Les faits remontent au 9 avril 2006, à Chalmaison, en Seine-et-Marne. A cette époque, Ghislain Beaumont, exploitant agricole de 45 ans, vit toujours chez ses parents. Ce jour là, sa mère a préparé une bonne mousse au chocolat qu'elle mange avec son époux. Quelques instants plus tard, le couple décède. Ghislain lui, n'a pas goûté la mousse. Et pour cause, l'homme, qui comparaît à compter d'aujourd'hui devant la cour d'assises de Seine-et-Marne, est accusé d'avoir versé dans la mousse au chocolat des granulés d'un insecticide très toxique, utilisé pour la culture des betteraves ou de la vigne. Après le décès de ses parents, M. Beaumont aurait appelé une amie pour demander du secours et se serait allongé, feignant des douleurs abdominales.

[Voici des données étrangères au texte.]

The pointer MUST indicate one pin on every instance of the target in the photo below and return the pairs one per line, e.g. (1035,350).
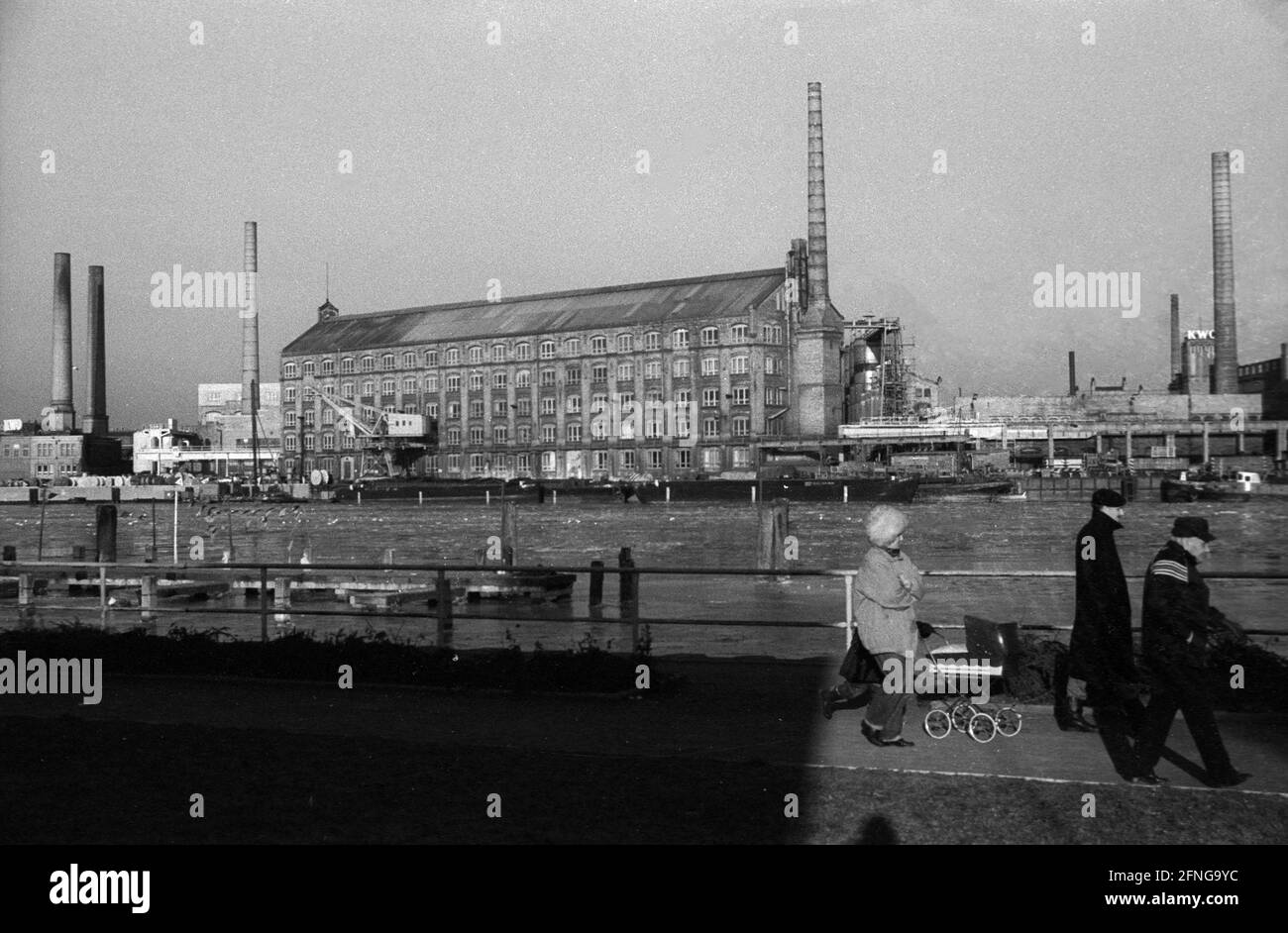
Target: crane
(397,438)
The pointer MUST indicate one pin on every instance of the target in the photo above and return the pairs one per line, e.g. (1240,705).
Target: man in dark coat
(1177,622)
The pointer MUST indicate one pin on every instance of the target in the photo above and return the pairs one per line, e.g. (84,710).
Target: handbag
(859,666)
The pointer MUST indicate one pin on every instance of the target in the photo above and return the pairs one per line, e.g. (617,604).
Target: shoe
(871,734)
(1234,780)
(1149,780)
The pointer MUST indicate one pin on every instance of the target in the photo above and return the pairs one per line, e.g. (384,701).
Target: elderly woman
(887,588)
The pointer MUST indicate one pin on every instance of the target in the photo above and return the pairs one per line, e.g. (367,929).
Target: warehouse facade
(677,378)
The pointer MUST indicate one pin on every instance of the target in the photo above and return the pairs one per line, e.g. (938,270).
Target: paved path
(743,712)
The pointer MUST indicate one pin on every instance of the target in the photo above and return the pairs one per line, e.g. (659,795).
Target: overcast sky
(518,161)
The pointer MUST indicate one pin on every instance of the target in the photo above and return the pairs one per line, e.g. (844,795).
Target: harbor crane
(393,439)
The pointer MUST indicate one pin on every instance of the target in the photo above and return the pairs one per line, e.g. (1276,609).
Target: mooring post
(596,583)
(509,533)
(104,520)
(445,610)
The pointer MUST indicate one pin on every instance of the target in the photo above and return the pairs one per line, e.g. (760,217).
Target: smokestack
(60,413)
(95,417)
(1227,366)
(250,318)
(816,269)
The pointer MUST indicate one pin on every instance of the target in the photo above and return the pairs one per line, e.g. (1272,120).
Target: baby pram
(991,650)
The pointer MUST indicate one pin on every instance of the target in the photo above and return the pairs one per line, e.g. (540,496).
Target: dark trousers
(885,710)
(1183,688)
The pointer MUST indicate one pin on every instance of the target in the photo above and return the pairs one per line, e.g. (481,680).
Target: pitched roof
(661,302)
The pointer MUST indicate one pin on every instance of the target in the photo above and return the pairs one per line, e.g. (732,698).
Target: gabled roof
(648,302)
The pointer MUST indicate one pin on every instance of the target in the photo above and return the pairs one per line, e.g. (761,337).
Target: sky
(507,143)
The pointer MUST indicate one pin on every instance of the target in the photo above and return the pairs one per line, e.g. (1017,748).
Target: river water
(1001,537)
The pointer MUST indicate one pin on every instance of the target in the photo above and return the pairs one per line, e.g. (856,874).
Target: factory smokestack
(95,417)
(816,269)
(1227,366)
(60,413)
(250,318)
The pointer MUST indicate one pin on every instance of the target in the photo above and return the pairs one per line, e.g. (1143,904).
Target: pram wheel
(1009,721)
(961,714)
(938,723)
(982,727)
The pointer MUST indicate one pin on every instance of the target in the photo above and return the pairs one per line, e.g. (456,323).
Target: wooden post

C'est dans cette position que les secours le retrouve, aux environs de 22 heures.
Interrogé par les gendarmes, Ghislain Beaumont affirme dans un premier temps avoir eu un malaise après avoir mangé un tout petit peu de la mousse, à laquelle il avait trouvé un goût amer. Problème : aucune trace du poison n'a été retrouvée dans ses prélèvements sanguins et urinaires. Finalement, il avouera, expliquant qu'il ne parvenait pas à s'affranchir de l'emprise de sa mère, une femme autoritaire et possessive qui n'acceptait pas qu'il ait une vie sentimentale. L'enquête a permis de montrer que le suspect a passé commande de l'insecticide le 28 mars, et que le produit n'était pas utilisé dans le type de culture pratiqué par l'agriculteur. Ghislain Beaumont est ensuite revenu sur ses aveux, affirmant que c'était sa mère, Liliane, qui avait empoisonné la mousse.
Un expert psychiatre n'a diagnostiqué aucune anomalie mentale chez Ghislain Beaumont. Un expert psychologue a au contraire estimé qu'il pouvait "subsister (chez le suspect) une confusion fantasmée entre l'auteur et la mère dans la commission de l'acte, les deux protagonistes n'ayant pu se séparer pour une vie indépendante et autonome". Le procès doit durer jusqu'à mardi prochain.